I’ve been steeped for my whole life in the traditions of the Age of Enlightenment, complete with the notions of human agency, reason, free will, morality and the perfectibility of man. My political background was the 1960’s socialist, social-justice movement where concepts of fairness and equality reigned supreme. All that has now crumbled to dust.
My journey to this strange new land began with a simple question.
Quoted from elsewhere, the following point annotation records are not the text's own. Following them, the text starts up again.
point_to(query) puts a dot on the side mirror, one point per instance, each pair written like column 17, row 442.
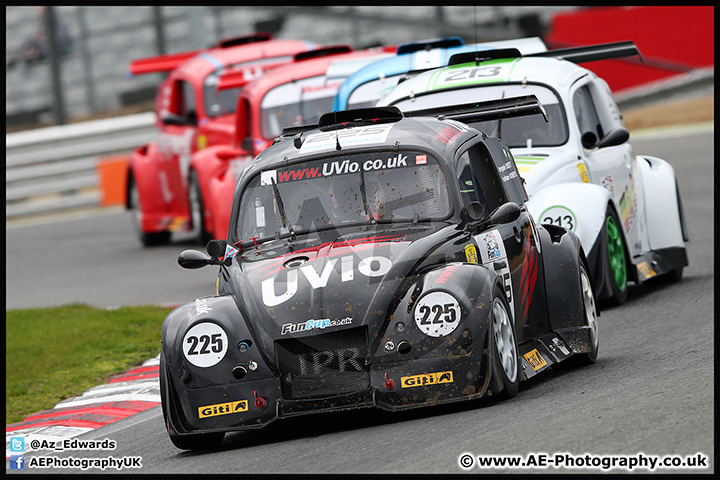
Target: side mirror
column 192, row 259
column 172, row 119
column 472, row 212
column 614, row 137
column 227, row 153
column 506, row 213
column 246, row 144
column 216, row 248
column 589, row 139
I wanted to know why we couldn’t seem to do anything to stop climate change despite everything we know about its causes and effects.
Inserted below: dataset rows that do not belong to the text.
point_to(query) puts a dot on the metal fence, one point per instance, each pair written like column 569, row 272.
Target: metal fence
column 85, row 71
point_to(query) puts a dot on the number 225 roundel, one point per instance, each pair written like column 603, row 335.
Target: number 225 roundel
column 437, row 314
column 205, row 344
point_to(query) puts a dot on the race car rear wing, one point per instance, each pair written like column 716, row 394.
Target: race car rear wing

I first looked outward – “Who is to blame?” Then I looked inward – “What is it that makes us so eager to accept activities that many of us know are dangerous and wrong-headed?”
In the search for answers I kept pulling on the various threads I found, then going over to whatever wiggled in response, finding the threads connected to that, and pulling them in turn.
When the fabric finally unraveled I found myself staring at the Second Law of Thermodynamics, with nobody to blame and precious little to be done about our predicament.
In a way I feel betrayed. Everything I’ve been told about how the world works appears to be wrong. The traditional explanations don’t truly explain what I see happening in either the outer or the inner world. Very few people realize that our precious “Story of the People” – our scientifically derived, culturally grounded, explanatory narrative of the world and our place in it – is little but a comforting, self-deluding fabrication. It’s a fantasy borne more out of wish fulfillment than out of any realistic assessment of what’s actually going on. It may be the greatest piece of confirmation bias that we have ever perpetrated on ourselves.
I feel betrayed by the scientists, the politicians, the activists, the philosophers and engineers. It’s enormously frustrating to have come to this realization about the world, in my limited capacity as a single private citizen. It feels incredibly disempowering, which is not surprising – the very concept of “power” has always been defined by those same scientists, politicians, activists etc. As that worldview falls away I even have to realign my inner definitions of power and relationship.
But while I feel a huge rupture of dislocation, I also feel a soaring sense of freedom and liberation. No longer shackled to shame, blame and guilt, I can see people and events through a less reactive, emotionally filtered eye. The world seems clearer. What people do and why they do it is suddenly obvious. What’s going on in the world has begun to make sense for the first time in my 62 years.
For me the trade-off between clarity and comfort has been worthwhile. As difficult as this journey has become, I’d rather light a candle than curse the darkness.